Salah satu bentuk intervensi psikososial yang paling efektif untuk anak-anak adalah melalui kegiatan bermain. Di Desa Kertasari, berbagai aktivitas kreatif seperti menggambar, bermain peran, dan permainan luar ruangan diselenggarakan untuk membantu anak-anak menyalurkan emosi mereka dengan cara yang sehat. Aktivitas ini dirancang untuk mengalihkan perhatian mereka dari perasaan takut dan kecemasan, serta membangun kembali rasa kebersamaan di antara anak-anak.
Selain itu, seni dan musik sering digunakan sebagai media terapi yang membantu anak-anak mengekspresikan emosi yang mungkin sulit mereka ungkapkan dengan kata-kata. Dengan terlibat dalam kegiatan seni, anak-anak dapat merasakan pelepasan emosi secara alami, yang berdampak positif pada pemulihan psikologis mereka.
3. Pendidikan tentang Trauma dan Pemulihan Diri
Tidak hanya anak-anak, keluarga mereka juga perlu mendapatkan pendidikan mengenai trauma pasca-bencana. Program edukasi diberikan untuk membantu orang tua mengenali tanda-tanda trauma pada anak, serta memberikan mereka strategi untuk membantu anak mengatasi perasaan tersebut. Orang tua diajarkan bagaimana memberikan dukungan emosional yang tepat dan menciptakan lingkungan yang aman bagi anak-anak mereka.

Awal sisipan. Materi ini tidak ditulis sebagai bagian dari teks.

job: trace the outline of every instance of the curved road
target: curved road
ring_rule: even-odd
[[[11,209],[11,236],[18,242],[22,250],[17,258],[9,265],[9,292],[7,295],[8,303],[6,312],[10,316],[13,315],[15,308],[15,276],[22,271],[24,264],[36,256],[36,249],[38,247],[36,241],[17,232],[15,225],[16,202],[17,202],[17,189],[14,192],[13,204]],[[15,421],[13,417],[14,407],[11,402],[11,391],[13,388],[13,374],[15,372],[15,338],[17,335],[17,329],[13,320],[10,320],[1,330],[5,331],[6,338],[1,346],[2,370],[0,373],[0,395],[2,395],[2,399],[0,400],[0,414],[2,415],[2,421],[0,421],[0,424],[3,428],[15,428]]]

4. Pemulihan Rasa Aman dan Stabilitas Rutin
Salah satu aspek terpenting dalam layanan psikososial untuk anak-anak korban bencana adalah membangun kembali rasa aman. Ini termasuk upaya untuk mengembalikan rutinitas harian yang familiar bagi anak-anak, seperti kegiatan belajar di sekolah dan bermain di lingkungan yang mereka kenal. Di Desa Kertasari, meskipun banyak bangunan hancur akibat gempa, sekolah darurat didirikan untuk memastikan anak-anak dapat kembali ke kegiatan belajar-mengajar. Hal ini memberikan mereka rasa normalitas di tengah situasi yang tidak menentu.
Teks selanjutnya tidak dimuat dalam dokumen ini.